The purpose of this study was to evaluate the prevalence of ANA in the sera of 168 consecutive patients with ATD and the existence of systemic autoimmune diseases among ANA positive patients by clinical and laboratory examinations.
PATIENTS AND METHODS
In this study were included 168 consecutive patients with ATD (25 male, 143 female) with positive antiperoxidase and/or antithyroglobulin antibodies and 75 healthy volunteers matched for age and sex. One hundred and twenty patients had Hashimoto’s thyroiditis and 48 had Graves’ disease. The diagnosis of ATD was made according to established criteria.1 None of the above patients had a history of systemic autoimmune disorders.
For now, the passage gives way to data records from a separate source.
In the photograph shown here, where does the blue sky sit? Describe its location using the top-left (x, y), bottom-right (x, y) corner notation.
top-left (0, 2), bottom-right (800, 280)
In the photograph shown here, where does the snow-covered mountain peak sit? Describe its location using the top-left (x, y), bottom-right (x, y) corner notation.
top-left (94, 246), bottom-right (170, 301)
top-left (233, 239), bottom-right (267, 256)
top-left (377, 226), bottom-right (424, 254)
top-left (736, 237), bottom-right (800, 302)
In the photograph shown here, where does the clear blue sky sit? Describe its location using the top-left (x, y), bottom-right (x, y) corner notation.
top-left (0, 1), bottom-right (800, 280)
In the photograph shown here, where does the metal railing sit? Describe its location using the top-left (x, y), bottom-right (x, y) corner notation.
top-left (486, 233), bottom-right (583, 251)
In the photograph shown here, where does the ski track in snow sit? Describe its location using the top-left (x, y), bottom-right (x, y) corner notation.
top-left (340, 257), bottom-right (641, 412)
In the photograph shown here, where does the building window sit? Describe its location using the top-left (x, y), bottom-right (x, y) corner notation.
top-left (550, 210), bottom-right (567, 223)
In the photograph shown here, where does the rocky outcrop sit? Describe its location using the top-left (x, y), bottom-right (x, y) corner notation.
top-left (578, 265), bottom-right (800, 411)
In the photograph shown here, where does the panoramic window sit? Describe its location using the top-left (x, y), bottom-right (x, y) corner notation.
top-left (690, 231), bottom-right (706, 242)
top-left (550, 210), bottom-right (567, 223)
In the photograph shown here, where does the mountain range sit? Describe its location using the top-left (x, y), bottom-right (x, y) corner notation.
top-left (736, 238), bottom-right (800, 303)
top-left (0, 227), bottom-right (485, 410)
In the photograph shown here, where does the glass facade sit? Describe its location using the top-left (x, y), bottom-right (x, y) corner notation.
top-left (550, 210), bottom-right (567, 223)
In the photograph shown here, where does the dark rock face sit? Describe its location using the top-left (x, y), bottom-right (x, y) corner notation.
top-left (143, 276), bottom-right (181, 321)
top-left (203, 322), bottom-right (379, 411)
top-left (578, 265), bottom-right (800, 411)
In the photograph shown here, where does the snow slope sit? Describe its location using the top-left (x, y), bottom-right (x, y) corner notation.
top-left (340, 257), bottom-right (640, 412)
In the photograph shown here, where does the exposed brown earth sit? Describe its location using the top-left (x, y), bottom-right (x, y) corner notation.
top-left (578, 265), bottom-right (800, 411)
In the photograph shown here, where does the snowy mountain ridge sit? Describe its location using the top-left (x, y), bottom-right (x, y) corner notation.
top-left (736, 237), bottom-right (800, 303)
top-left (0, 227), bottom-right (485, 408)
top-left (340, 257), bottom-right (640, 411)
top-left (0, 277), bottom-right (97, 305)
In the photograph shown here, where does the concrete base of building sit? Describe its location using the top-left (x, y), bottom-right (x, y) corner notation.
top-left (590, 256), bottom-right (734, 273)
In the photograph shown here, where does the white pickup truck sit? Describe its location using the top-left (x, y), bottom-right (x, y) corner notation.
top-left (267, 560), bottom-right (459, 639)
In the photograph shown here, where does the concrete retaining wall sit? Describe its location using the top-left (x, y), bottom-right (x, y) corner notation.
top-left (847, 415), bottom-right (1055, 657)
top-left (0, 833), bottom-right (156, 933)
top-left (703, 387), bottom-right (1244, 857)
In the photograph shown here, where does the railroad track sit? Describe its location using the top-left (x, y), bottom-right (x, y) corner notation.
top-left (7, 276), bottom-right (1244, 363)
The above subjects were first examined for the presence of ANA in their sera. ANA positive subjects were further evaluated by a complete history and physical examination, blood tests (packed cell volume, white blood cells, platelets, erythrocyte sedimentation rate, creatinine, aspartate aminotransferase, alanine aminotransferase, γ-glutamyltransferase, alkaline phosphatase), urine tests as well as immunological studies for other more specific autoantibodies such as anti-dsDNA, antibodies against the extractable nuclear antigens (Ro/SSA, La/SSB, RNP, Sm), and anticardiolipin antibodies (aCL). Patients with subjective xerophthalmia and/or xerostomia assessed by questionnaire were further examined for the presence of keratoconjunctivitis sicca by Schirmer’s test and rose bengal staining and for xerostomia by sialometry and minor salivary gland biopsy.13
The diagnosis of systemic autoimmune disorders was based on American Rheumatism Association criteria. SS was diagnosed according to criteria suggested by the American-European Consensus Group.13 Informed consent and ethical committee approval were received.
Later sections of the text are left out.